Die Mauer um den Wald. Bild: Jean Pierre Remmele

Die Gegner des Netzwerks für den Atomausstieg begrüßen die Entscheidung und bekräftigen, dass auch weiter Klagen gegen den "Tausch" laufen. Sie rechnen zudem damit, "dass die Andra nun die ganzen Genehmigungen bei der zuständigen Präfektur beantragt". Man sei vom plötzlichen Baubeginn am 6. Juni überrascht worden. Doch der juristische Sieg biete nun dem Widerstand Zeit, sich besser aufzustellen. Für den 13. - 15. August wurde ein weiteres Widerstandswochenende mit einer großen Demonstration angekündigt.

Klar ist, dass die französische Atomindustrie damit abgewatscht wurde, die mit immer neuen schlechten Nachrichten zu kämpfen hat, etwa die Abschaltung des Uraltreaktors in Fessenheim durch die Atomaufsicht, weil Sicherheitszertifikate gefälscht worden waren. Betroffen sind davon allerdings etliche Atomkraftwerke.

Wie nun bekannt wurde, sollen beide Meiler des gefährlichen Atomkraftwerks am Oberrhein nun aber definitiv abgeschaltet werden. Die entsprechenden Vorbereitungen und Verhandlungen laufen. Dazu kommt, dass die britische Regierung den extrem teuren Kraftwerksneubau in Hinkley Point in Frage stellt, was ein tödlicher Schlag für den Pleite-Kraftwerksbauer Areva werden könnte, der auch die Zertifikate gefälscht hat.

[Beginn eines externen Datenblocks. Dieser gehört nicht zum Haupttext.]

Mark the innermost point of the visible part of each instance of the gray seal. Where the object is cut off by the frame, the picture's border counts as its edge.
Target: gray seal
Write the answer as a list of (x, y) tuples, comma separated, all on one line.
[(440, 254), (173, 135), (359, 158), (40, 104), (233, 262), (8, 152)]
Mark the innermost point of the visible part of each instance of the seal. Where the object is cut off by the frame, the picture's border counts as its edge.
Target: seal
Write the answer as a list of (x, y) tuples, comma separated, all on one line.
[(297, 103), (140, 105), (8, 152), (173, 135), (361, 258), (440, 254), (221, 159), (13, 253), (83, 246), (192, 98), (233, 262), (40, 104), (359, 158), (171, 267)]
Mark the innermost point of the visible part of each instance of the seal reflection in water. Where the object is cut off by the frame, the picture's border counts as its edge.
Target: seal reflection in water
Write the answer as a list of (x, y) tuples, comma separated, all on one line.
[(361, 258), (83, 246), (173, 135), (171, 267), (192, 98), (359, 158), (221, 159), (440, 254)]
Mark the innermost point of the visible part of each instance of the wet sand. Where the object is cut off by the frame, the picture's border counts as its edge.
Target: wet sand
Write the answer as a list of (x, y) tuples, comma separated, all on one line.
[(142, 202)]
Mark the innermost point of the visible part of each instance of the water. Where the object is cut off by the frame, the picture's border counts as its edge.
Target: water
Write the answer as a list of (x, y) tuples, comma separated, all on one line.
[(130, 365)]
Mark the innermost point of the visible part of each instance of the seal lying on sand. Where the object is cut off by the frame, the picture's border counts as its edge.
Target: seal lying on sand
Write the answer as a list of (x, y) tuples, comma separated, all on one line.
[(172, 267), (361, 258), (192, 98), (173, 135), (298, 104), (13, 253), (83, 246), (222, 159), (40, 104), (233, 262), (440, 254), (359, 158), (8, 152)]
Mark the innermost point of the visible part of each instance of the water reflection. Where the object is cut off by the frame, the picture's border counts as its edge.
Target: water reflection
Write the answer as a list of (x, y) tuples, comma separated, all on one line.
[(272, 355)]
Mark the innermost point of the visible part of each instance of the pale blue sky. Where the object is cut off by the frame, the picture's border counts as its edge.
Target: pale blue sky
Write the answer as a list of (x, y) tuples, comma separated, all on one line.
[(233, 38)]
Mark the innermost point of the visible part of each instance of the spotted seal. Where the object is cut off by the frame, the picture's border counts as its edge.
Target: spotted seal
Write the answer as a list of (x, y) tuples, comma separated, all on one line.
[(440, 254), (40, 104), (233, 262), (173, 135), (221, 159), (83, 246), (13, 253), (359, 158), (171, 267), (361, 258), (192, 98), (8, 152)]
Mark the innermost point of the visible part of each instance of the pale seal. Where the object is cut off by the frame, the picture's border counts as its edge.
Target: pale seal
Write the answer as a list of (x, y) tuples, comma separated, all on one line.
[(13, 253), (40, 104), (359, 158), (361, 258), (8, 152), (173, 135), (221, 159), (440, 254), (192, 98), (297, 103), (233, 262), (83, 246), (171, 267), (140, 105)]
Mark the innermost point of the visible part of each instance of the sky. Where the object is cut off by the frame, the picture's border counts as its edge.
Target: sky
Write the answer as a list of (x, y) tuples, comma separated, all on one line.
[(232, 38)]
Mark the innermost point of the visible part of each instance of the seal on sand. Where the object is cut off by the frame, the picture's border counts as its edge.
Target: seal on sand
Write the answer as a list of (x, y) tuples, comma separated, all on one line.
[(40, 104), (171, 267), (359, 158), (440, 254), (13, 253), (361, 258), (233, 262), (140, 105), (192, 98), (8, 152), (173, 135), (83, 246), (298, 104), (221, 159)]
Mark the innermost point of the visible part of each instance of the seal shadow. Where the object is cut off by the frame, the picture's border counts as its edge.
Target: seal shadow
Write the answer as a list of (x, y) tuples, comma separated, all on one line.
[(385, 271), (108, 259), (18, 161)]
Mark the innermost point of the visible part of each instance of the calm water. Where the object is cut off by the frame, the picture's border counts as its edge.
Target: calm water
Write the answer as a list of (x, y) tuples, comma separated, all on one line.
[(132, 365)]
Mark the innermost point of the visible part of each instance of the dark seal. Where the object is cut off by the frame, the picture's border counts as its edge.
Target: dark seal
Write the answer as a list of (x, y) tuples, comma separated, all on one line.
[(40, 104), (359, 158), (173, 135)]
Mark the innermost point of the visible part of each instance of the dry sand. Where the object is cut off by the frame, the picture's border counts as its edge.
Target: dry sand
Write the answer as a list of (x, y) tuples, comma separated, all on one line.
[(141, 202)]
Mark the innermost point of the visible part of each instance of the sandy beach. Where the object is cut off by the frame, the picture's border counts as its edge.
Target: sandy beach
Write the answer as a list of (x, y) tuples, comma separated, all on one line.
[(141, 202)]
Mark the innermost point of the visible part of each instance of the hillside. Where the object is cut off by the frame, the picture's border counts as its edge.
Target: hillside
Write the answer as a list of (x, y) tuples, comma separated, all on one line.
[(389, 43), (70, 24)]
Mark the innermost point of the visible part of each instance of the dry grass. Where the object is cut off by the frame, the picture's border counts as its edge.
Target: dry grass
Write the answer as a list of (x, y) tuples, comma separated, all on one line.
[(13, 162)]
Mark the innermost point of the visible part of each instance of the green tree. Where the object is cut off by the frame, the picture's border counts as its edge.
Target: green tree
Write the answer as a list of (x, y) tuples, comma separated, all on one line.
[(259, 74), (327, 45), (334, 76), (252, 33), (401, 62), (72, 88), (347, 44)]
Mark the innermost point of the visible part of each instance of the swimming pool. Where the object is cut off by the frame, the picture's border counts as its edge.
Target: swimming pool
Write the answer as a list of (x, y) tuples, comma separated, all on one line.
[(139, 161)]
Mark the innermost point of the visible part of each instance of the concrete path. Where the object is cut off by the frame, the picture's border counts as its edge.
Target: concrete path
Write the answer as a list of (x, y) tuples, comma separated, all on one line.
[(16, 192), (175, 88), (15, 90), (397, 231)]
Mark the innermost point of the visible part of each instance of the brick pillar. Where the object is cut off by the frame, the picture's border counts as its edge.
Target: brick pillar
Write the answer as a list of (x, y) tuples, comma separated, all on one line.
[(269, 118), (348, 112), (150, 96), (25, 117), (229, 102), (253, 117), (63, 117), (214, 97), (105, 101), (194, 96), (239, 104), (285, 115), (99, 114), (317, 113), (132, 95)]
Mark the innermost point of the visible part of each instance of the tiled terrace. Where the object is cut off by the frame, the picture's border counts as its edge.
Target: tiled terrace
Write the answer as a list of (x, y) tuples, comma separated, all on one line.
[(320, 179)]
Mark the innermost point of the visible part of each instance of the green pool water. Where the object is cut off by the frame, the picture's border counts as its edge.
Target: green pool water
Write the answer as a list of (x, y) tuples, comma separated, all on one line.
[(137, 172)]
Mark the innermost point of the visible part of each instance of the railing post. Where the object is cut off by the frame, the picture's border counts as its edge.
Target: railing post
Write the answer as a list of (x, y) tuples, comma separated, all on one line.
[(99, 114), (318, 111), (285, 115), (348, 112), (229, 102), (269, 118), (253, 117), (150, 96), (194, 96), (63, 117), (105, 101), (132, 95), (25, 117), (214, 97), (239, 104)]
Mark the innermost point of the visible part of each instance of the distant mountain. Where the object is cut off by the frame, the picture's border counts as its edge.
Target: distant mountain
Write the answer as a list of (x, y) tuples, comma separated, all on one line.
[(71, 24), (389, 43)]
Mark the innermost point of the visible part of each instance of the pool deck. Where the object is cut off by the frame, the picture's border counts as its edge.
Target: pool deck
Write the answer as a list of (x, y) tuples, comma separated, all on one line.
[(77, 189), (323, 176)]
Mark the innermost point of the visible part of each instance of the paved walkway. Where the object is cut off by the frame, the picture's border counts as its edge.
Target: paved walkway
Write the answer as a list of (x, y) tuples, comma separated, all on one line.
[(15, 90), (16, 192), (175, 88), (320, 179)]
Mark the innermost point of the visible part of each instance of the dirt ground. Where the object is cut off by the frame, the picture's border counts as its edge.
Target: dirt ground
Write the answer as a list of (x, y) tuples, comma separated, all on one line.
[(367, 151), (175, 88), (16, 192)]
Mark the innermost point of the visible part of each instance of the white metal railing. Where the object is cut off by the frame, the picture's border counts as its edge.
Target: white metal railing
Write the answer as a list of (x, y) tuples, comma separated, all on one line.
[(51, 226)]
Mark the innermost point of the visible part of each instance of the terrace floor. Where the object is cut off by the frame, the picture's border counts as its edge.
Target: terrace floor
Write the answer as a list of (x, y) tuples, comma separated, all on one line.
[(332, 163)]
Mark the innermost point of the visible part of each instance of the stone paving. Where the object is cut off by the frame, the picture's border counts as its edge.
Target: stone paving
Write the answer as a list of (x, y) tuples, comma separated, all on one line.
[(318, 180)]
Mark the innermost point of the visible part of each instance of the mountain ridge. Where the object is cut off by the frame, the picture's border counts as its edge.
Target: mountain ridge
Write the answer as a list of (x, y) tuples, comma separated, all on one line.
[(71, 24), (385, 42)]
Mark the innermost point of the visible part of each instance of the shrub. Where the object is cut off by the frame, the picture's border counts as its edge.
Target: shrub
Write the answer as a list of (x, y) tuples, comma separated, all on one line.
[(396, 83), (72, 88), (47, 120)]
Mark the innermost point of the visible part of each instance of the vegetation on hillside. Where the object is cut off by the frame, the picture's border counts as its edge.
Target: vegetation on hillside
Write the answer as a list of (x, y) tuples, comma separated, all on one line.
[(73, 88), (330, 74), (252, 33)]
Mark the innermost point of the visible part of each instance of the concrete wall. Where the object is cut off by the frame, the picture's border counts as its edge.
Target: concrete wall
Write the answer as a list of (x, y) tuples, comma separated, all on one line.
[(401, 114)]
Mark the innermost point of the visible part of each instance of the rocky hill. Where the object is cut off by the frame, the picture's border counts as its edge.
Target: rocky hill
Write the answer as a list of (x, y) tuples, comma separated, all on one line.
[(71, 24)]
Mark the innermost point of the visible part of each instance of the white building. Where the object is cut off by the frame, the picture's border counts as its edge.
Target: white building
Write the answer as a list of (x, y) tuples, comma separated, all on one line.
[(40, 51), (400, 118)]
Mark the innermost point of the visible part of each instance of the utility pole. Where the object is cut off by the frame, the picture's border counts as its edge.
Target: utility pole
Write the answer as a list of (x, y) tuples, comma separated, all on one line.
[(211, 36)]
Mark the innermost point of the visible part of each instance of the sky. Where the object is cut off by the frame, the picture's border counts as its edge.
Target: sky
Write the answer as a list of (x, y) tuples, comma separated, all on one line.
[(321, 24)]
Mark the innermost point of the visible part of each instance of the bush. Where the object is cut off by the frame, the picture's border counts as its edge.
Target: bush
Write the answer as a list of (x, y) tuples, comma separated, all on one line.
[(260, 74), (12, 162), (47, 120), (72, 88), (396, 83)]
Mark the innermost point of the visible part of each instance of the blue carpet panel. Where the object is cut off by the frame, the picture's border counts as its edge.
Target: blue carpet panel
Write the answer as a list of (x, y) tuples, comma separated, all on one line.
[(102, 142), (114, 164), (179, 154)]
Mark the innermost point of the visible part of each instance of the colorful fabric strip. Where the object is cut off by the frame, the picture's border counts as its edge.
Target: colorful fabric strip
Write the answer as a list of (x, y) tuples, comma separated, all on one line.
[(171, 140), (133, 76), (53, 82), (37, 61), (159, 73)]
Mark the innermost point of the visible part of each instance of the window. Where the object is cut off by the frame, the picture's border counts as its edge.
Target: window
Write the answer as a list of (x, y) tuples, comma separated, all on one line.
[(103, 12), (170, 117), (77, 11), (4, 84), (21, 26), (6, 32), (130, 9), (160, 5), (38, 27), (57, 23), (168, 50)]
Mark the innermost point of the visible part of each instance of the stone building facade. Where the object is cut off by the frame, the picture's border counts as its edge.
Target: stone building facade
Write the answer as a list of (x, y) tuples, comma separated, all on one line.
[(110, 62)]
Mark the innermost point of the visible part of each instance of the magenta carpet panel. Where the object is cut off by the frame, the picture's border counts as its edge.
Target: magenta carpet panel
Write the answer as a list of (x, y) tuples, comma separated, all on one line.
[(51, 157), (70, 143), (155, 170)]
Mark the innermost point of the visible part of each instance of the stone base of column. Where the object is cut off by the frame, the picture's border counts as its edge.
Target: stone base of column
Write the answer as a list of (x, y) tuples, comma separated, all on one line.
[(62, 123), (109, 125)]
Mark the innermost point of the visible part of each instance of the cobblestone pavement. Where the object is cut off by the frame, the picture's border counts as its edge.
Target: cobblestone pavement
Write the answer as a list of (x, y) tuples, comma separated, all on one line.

Die Endlagerung in Bure wird damit noch teurer werden, als erwartet wurde. Waren die Kosten schon von 18 auf 35 Milliarden fast verdoppelt worden , wurde das Budget kürzlich sogar schon auf 41 Milliarden Euro weiter nach oben korrigiert. Und dass es dabei bleiben wird, darf bezweifelt werden. Auch der Rückbau von Meilern wie in Fessenheim wird die Steuerzahler noch teuer zu stehen kommen. So hatte der Rechnungshof bemängelt, dass es für die Folgekosten der Atomenergie kaum Rückstellungen der Energieversorger gibt. Der Rückbau werde mindestens doppelt so teuer als mit gut 18 Milliarden Euro veranschlagt.